Dover Financial Services sole owner Terry McMaster had been giving evidence to the commission for more than two hours when he began to experience problems.
Commissioner Kenneth Hayne QC immediately demanded he receive help and triple-zero be called before clearing the hearing room.
Mr McMaster was tended to inside the hearing room and then was stretchered out of the court room.
He was conscious when he was put inside an ambulance outside the Federal Court.
The financial services boss was having a heated exchange with lawyers when he began breathing heavily.
Moments before he collapsed, Commissioner Hayne suggested Mr McMaster's Dover Client Protection Policy could have breached the Corporations Act.
Before the Commissioner's warning, counsellor assisting the royal commission Mark Costello had made Mr McMaster agree the polcy was "Orwellian" in its nature.
"I put it to you, it is Orwellian to describe this as a client protection policy," Mr Costello said.
"I agree with that and of course this has been changed," he replied.
According to The Australian, one onlooker said Mr McMaster turned "white as a sheet" when counsellors suggested the policy was poor financial advice.
Mr Costello had told the financial services boss that the policy was "completely consistent with a culture where client complaints are to be fought at all cost."
The policy in question that Mr McMaster was being grilled about had been developed by the company so it could completely avoid liability for any mistakes or misdeeds made by their financial planner.
When counsellors asked Mr McMaster if his company's attitude was to seek the highest level of protection from any liability, the financial services boss said "yes".
"Does it then follow that the document is itself misleading or deceptive?
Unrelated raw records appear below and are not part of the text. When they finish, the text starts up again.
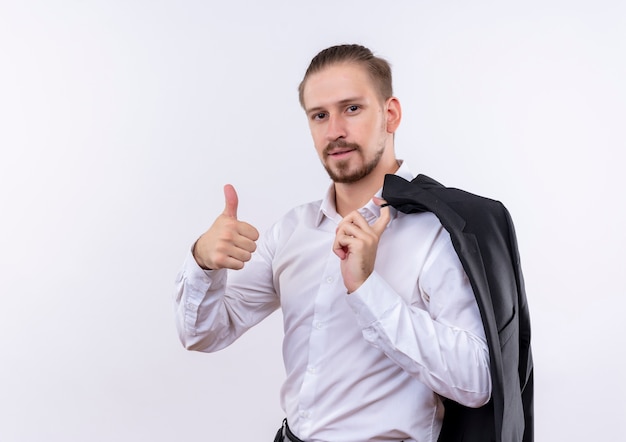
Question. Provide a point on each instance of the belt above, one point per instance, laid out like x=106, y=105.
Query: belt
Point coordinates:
x=288, y=436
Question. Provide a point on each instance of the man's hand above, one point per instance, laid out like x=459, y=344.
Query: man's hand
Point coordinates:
x=229, y=243
x=356, y=243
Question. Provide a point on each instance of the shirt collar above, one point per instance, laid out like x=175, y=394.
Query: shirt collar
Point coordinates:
x=370, y=211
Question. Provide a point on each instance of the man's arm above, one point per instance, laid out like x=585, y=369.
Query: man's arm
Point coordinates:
x=209, y=313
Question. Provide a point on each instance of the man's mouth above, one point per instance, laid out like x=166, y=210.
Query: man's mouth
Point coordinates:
x=338, y=153
x=340, y=150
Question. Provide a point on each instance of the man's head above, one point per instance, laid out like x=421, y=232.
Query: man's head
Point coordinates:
x=347, y=96
x=377, y=68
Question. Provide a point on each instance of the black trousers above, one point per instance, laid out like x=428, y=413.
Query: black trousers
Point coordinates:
x=285, y=435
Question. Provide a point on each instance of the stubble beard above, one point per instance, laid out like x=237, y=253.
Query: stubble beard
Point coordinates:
x=341, y=172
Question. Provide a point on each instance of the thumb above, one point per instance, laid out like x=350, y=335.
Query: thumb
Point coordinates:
x=232, y=201
x=381, y=223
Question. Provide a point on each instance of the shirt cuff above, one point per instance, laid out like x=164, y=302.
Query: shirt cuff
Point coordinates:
x=198, y=278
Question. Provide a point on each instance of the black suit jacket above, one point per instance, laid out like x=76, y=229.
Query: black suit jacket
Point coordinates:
x=483, y=236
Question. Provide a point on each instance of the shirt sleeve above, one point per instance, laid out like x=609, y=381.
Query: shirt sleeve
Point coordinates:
x=438, y=337
x=215, y=307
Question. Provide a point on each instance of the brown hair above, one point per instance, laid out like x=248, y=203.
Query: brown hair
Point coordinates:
x=378, y=68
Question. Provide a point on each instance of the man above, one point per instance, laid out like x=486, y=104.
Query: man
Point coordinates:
x=382, y=327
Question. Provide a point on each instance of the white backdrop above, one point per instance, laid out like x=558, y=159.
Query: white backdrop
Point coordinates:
x=120, y=121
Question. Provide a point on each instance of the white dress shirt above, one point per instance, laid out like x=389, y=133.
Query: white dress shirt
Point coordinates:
x=369, y=366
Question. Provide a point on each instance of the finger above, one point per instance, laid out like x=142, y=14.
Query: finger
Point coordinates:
x=232, y=201
x=381, y=223
x=247, y=230
x=243, y=243
x=341, y=245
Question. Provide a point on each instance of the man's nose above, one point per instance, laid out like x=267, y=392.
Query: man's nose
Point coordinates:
x=336, y=128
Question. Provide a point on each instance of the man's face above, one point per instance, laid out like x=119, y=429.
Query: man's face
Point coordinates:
x=347, y=119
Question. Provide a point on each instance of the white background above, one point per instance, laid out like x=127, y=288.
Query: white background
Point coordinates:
x=120, y=121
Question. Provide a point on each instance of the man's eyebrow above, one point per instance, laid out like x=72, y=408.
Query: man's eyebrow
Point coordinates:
x=343, y=102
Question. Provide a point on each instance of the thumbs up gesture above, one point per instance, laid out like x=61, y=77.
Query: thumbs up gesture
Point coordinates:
x=229, y=243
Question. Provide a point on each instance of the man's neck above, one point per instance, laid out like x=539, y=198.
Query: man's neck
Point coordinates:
x=352, y=196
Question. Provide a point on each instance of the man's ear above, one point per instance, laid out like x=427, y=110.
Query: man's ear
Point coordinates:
x=394, y=114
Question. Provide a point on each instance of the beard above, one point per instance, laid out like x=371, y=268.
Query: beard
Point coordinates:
x=341, y=172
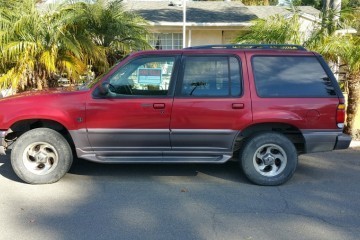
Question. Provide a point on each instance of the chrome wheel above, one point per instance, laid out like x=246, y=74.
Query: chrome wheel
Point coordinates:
x=270, y=160
x=40, y=158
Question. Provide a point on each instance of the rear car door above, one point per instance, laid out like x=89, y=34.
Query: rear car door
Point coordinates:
x=212, y=103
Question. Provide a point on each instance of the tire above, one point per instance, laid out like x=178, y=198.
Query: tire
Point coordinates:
x=268, y=159
x=41, y=156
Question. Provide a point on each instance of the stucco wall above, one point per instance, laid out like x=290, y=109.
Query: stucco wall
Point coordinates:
x=205, y=37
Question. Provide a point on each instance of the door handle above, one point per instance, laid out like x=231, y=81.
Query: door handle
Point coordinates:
x=238, y=106
x=159, y=105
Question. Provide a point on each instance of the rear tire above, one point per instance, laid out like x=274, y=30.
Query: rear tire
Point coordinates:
x=41, y=156
x=268, y=159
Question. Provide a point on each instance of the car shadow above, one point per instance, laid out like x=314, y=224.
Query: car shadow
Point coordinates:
x=6, y=169
x=228, y=171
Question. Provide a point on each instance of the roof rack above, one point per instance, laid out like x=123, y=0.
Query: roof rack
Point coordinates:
x=251, y=46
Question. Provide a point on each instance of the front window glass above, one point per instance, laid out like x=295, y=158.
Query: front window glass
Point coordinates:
x=143, y=76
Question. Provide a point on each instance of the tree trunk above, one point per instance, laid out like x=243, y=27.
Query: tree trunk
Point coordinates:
x=353, y=102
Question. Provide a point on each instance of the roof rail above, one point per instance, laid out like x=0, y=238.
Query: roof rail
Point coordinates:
x=251, y=46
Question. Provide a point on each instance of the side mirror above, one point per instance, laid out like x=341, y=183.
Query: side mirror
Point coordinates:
x=104, y=89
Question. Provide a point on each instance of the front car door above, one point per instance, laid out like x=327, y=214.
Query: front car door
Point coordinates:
x=131, y=123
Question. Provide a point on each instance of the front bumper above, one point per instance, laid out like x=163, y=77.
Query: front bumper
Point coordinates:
x=2, y=142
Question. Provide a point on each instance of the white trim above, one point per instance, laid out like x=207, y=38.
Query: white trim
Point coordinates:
x=194, y=24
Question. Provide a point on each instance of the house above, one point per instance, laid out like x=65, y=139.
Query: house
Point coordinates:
x=208, y=22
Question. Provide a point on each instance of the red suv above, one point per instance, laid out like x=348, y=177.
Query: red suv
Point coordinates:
x=264, y=104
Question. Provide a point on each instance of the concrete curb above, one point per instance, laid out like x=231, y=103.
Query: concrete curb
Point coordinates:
x=354, y=143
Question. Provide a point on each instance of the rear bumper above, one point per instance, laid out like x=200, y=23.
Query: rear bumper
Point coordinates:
x=343, y=141
x=2, y=142
x=321, y=141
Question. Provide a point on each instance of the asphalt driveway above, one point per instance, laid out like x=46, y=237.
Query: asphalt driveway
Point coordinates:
x=95, y=201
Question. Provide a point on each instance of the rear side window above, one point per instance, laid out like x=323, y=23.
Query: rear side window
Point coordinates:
x=290, y=76
x=211, y=76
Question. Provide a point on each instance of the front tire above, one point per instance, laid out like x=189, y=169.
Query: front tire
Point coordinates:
x=41, y=156
x=268, y=159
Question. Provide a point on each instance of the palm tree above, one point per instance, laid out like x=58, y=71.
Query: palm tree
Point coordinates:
x=36, y=45
x=118, y=32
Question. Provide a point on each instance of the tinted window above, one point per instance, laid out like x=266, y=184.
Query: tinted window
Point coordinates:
x=211, y=76
x=143, y=76
x=285, y=76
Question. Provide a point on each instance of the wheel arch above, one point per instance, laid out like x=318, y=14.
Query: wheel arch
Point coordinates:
x=290, y=131
x=20, y=127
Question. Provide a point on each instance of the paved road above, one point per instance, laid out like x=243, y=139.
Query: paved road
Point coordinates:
x=94, y=201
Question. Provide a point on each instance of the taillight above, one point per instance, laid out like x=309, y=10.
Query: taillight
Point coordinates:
x=340, y=115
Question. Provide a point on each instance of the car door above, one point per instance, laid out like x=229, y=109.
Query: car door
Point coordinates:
x=131, y=122
x=211, y=105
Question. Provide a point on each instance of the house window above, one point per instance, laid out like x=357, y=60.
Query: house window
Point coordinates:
x=165, y=40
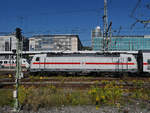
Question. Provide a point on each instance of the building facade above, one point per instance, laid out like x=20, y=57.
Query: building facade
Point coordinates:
x=55, y=43
x=123, y=43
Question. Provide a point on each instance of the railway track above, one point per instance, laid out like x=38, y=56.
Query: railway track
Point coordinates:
x=78, y=82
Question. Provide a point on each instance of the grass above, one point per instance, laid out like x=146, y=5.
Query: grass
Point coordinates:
x=49, y=96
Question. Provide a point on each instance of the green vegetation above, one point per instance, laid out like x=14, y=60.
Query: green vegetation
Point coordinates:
x=111, y=94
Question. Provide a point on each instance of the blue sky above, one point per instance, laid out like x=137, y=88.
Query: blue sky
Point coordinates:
x=70, y=16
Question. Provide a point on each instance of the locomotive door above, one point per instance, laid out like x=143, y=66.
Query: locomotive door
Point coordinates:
x=119, y=64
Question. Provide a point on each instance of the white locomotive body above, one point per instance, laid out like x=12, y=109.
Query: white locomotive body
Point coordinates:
x=11, y=63
x=84, y=62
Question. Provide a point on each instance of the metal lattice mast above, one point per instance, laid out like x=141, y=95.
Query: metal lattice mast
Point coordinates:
x=105, y=21
x=18, y=67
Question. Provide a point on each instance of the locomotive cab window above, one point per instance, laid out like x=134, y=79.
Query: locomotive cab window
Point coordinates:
x=129, y=59
x=37, y=59
x=148, y=61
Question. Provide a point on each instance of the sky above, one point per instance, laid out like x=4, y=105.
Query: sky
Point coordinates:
x=72, y=17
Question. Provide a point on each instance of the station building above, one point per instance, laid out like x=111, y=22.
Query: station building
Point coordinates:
x=55, y=43
x=120, y=43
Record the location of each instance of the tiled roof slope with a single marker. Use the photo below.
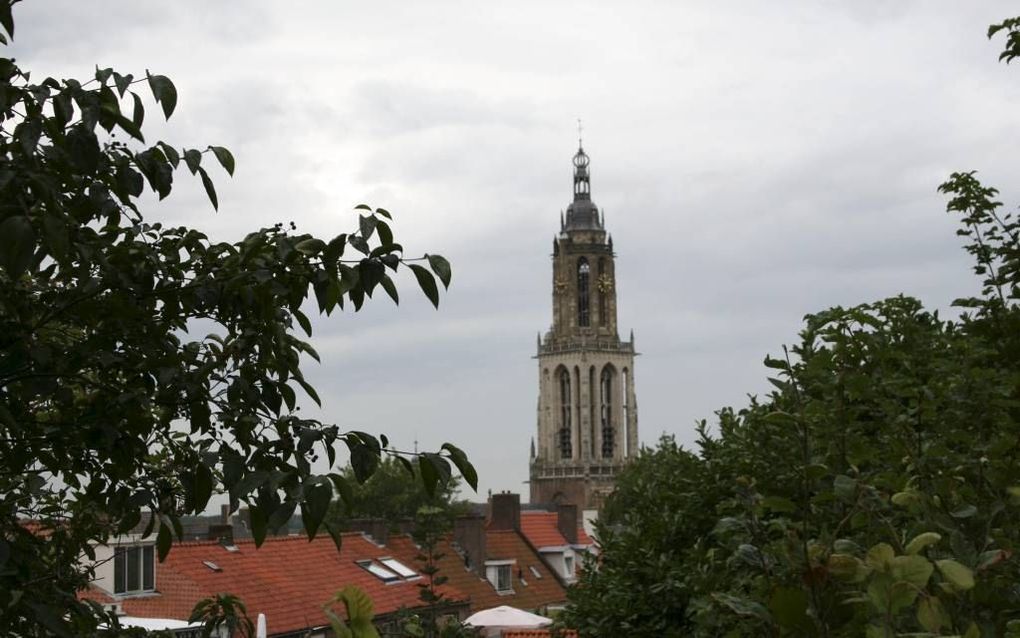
(531, 593)
(542, 530)
(288, 579)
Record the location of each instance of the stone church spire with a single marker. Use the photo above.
(588, 409)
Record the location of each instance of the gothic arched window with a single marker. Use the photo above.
(603, 294)
(566, 446)
(583, 313)
(606, 394)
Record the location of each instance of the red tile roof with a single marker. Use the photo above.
(288, 579)
(500, 545)
(542, 529)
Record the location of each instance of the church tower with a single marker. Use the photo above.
(588, 413)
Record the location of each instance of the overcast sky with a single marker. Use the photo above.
(757, 161)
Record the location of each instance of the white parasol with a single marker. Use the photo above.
(496, 620)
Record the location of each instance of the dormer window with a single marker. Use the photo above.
(503, 582)
(134, 570)
(500, 575)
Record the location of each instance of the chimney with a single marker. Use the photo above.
(376, 528)
(221, 533)
(504, 511)
(469, 533)
(566, 521)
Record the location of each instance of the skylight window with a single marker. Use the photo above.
(399, 568)
(378, 571)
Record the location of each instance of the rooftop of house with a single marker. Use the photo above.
(532, 584)
(288, 579)
(542, 530)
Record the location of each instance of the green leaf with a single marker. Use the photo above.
(366, 226)
(171, 153)
(427, 283)
(386, 235)
(390, 288)
(164, 92)
(193, 158)
(789, 607)
(879, 556)
(442, 268)
(303, 321)
(363, 460)
(121, 82)
(778, 504)
(17, 245)
(931, 615)
(429, 476)
(956, 574)
(912, 569)
(964, 511)
(465, 468)
(224, 157)
(921, 541)
(845, 488)
(743, 606)
(138, 113)
(209, 189)
(129, 127)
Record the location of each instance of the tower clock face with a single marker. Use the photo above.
(605, 283)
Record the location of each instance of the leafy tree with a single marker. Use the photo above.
(112, 403)
(222, 611)
(874, 492)
(394, 493)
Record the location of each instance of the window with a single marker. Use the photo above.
(399, 568)
(583, 313)
(603, 294)
(566, 446)
(503, 578)
(133, 570)
(607, 412)
(378, 571)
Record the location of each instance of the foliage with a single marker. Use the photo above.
(393, 493)
(430, 526)
(222, 611)
(358, 607)
(111, 402)
(874, 492)
(1012, 29)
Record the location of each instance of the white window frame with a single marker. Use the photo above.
(121, 567)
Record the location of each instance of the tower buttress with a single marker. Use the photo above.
(588, 415)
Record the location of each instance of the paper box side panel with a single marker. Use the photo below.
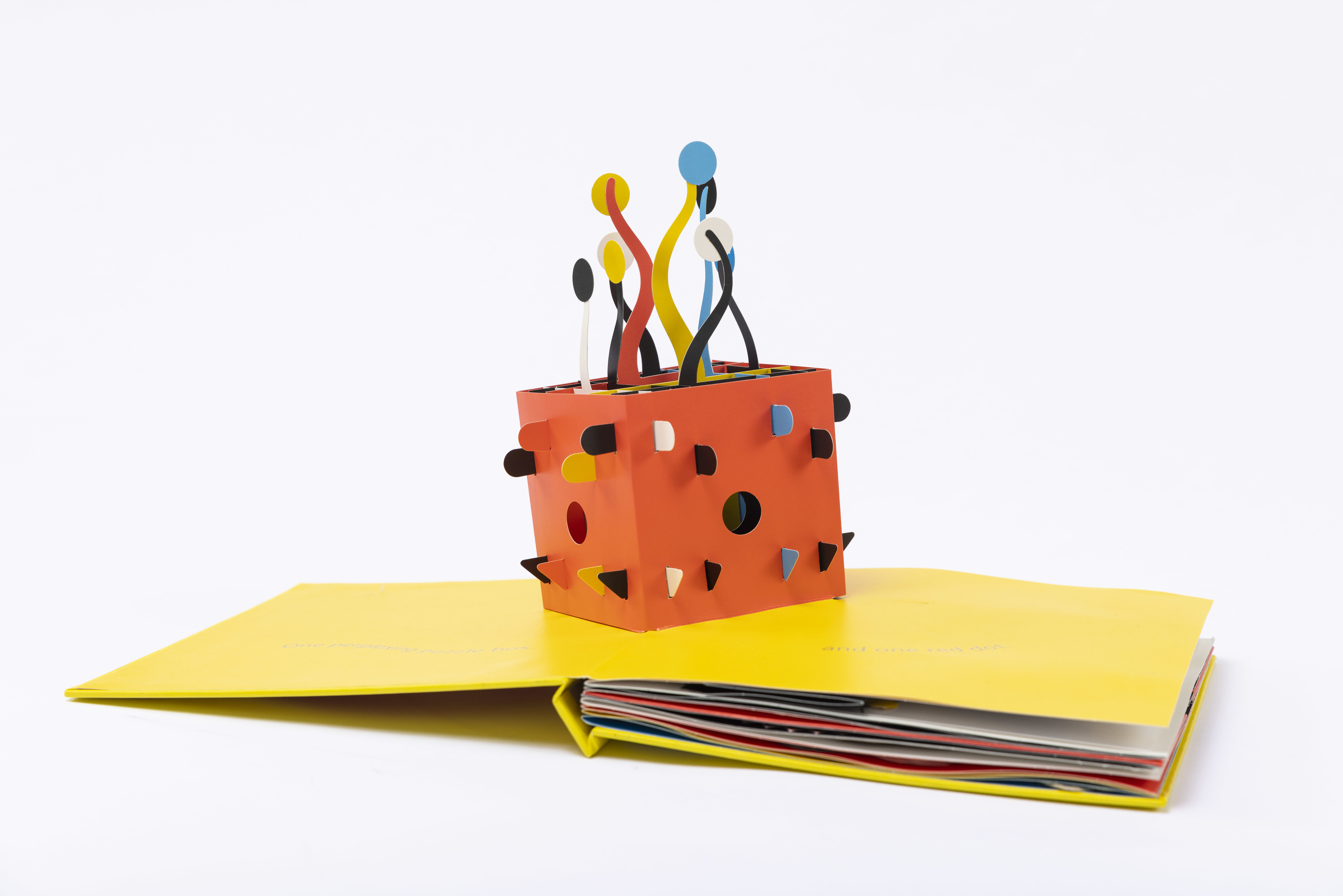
(607, 507)
(680, 515)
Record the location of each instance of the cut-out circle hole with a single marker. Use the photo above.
(578, 523)
(742, 512)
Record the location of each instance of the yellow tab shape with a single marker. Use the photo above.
(579, 468)
(590, 578)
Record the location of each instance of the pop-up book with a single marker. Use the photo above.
(688, 547)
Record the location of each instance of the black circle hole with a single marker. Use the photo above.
(577, 520)
(742, 512)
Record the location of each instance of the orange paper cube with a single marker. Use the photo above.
(718, 500)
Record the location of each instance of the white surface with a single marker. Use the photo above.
(1077, 267)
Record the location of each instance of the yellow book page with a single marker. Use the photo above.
(974, 641)
(372, 638)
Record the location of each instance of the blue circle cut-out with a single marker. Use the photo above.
(697, 163)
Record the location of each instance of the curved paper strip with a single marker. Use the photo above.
(585, 381)
(648, 351)
(706, 201)
(703, 246)
(618, 581)
(613, 261)
(591, 578)
(599, 440)
(520, 462)
(613, 355)
(689, 373)
(711, 573)
(579, 468)
(822, 445)
(644, 307)
(753, 359)
(707, 205)
(828, 554)
(535, 437)
(668, 314)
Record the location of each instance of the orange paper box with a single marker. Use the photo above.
(738, 474)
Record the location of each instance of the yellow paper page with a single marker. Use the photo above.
(372, 638)
(1106, 655)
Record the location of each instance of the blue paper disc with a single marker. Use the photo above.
(697, 163)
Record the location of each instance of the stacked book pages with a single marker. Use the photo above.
(919, 677)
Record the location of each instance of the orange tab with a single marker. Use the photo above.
(535, 437)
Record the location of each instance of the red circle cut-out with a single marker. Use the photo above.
(577, 520)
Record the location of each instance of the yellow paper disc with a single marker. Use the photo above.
(613, 260)
(622, 193)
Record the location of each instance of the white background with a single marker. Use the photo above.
(271, 275)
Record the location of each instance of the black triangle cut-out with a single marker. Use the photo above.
(706, 461)
(599, 440)
(828, 554)
(822, 445)
(531, 567)
(618, 582)
(843, 408)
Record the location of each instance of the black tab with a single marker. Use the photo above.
(822, 445)
(583, 280)
(828, 554)
(618, 582)
(520, 462)
(599, 440)
(706, 461)
(531, 567)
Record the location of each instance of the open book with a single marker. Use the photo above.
(919, 676)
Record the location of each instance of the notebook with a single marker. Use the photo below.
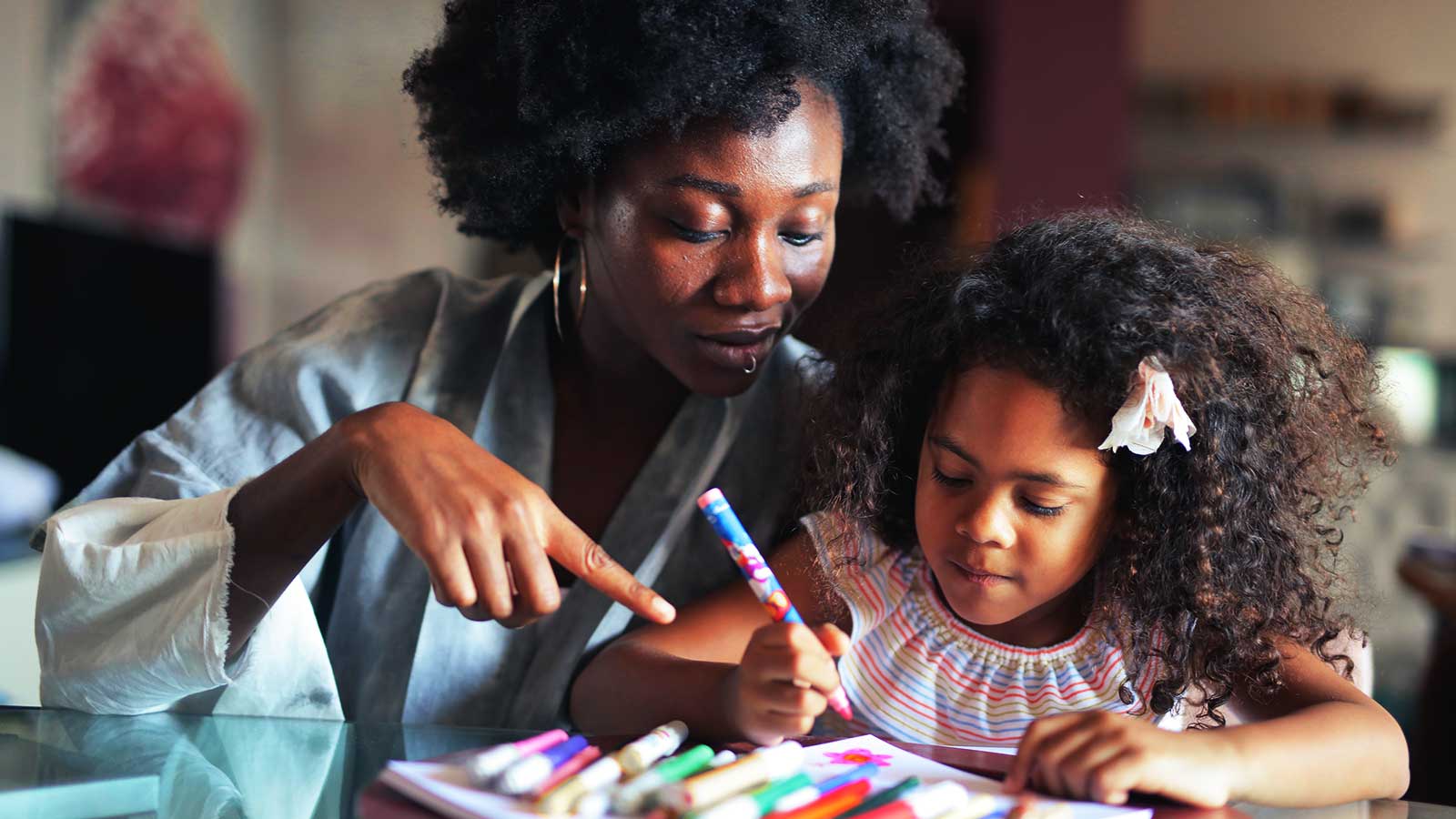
(444, 787)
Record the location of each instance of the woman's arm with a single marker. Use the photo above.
(475, 522)
(1320, 741)
(691, 669)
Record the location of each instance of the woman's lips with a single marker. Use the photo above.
(739, 350)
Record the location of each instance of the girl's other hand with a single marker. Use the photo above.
(1104, 756)
(480, 528)
(784, 680)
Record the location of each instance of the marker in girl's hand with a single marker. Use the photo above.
(756, 571)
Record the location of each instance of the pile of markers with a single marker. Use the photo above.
(567, 775)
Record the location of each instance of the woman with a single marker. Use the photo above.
(459, 436)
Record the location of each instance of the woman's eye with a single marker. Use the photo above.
(1043, 511)
(695, 237)
(948, 481)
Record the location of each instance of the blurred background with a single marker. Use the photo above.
(182, 178)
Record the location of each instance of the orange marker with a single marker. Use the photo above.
(830, 804)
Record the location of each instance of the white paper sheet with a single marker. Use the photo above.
(444, 787)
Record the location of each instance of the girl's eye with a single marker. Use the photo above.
(695, 237)
(948, 481)
(1043, 511)
(801, 239)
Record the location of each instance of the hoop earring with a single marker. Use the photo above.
(555, 288)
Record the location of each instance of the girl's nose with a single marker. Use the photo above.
(987, 522)
(753, 278)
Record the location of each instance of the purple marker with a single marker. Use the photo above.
(528, 774)
(484, 767)
(756, 571)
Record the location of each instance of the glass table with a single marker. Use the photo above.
(58, 763)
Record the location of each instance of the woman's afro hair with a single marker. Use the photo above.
(521, 99)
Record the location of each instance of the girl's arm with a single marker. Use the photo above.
(691, 669)
(1320, 741)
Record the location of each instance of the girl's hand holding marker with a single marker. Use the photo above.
(786, 675)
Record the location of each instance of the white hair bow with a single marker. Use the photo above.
(1150, 407)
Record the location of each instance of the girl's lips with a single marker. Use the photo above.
(735, 356)
(979, 577)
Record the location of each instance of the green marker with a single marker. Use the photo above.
(883, 797)
(632, 796)
(754, 804)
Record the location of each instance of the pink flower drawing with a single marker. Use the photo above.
(858, 756)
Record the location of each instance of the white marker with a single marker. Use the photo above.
(640, 755)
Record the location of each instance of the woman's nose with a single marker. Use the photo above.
(753, 278)
(987, 522)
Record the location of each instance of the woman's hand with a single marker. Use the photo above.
(785, 680)
(1103, 756)
(482, 530)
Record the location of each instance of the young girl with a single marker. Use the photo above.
(1081, 491)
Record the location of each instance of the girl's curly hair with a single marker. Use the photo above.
(521, 99)
(1223, 551)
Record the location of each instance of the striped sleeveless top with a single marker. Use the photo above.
(919, 673)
If it were misleading or deceptive it might draw attention to relevant provision of the ASIC Act," commissioner Hayne said, after interrupting the proceedings.
The court proceedings also showed that Dover was the only large financial advice licensee in Australia that declined responding to the royal commission's request for information about misconduct.
The Melbourne business is the tenth largest licensee in the country.
When Mr Costello told the financial boss the way he described Dover's policy was "simply untrue", Mr McmMaster disagreed.
"In that rejection, I've certainly understood and regretted the use of the word 'protection'. That's obviously been changed," he said.
Mr Costello was asking further questions when he noticed Mr McMaster was in difficulty and asked for the hearing to be stopped.
Mr McMaster's collapse comes in the second week of the banking royal commission.
Earlier today, financial planner Sam Henderson was forced to take the stand despite attempting to get out of the grilling through his celebrity "financial guru" status.
Mr Henderson claimed his participation could damage his reputation but the inquiry went ahead regardless where he was grilled about advice that would have cost a Fair Work commissioner $500,000 in superannuation.
The commission heard Mr Henderson - who makes regular media appearances - asked the Financial Planning Association to keep Donna McKenna's complaint confidential because of his media presence.
The FPA agreed not to publish his name but its conduct review commission rejected the proposed sanctions and suggested Mr Henderson be banned from any media appearances for a year.